Hazy's synthetic data is optimised for data science, which means that it need to be statistically valid, not just structurally valid.
Learning and carrying through the complex statistical properties of the source data is Hazy's key task and differentiator. It's achieved using a range of different algorithms and machine learning techniques, ranging from bayesian statistical models to deep learning algorithms including auto-encoders and generative adversarial networks (GANs).
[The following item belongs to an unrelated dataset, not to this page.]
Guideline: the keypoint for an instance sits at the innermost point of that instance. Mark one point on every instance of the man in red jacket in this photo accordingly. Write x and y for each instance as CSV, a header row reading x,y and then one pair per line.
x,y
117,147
Ultimately the aim of these techniques is to keep the output synthetic data as statistically similar to the source data as possible and to preserve as much of the source data's utility as possible. As a result, Hazy measures the quality of its data in terms of:
- Similarity: statistical similarity to the source data
- Utility: performance of the models trained on it
- Privacy: risk of data disclosure
- Sequential quality: Analysing sequential trends across data rows
The metrics above are calculated using Hazy's built in evaluation system. It's also possible and encouraged to run your own bespoke evaluation. The process for this is:
- take pre-prepared, subsetted source data
- ingest it into Hazy and generate equivalent synthetic data
- compare the performance of algorithms using or models trained on the source data vs the synthetic
This bespoke evaluation flow is very common and can be automated / simplified by using the Python client to import generators and run tuning and testing natively from within a Python environment.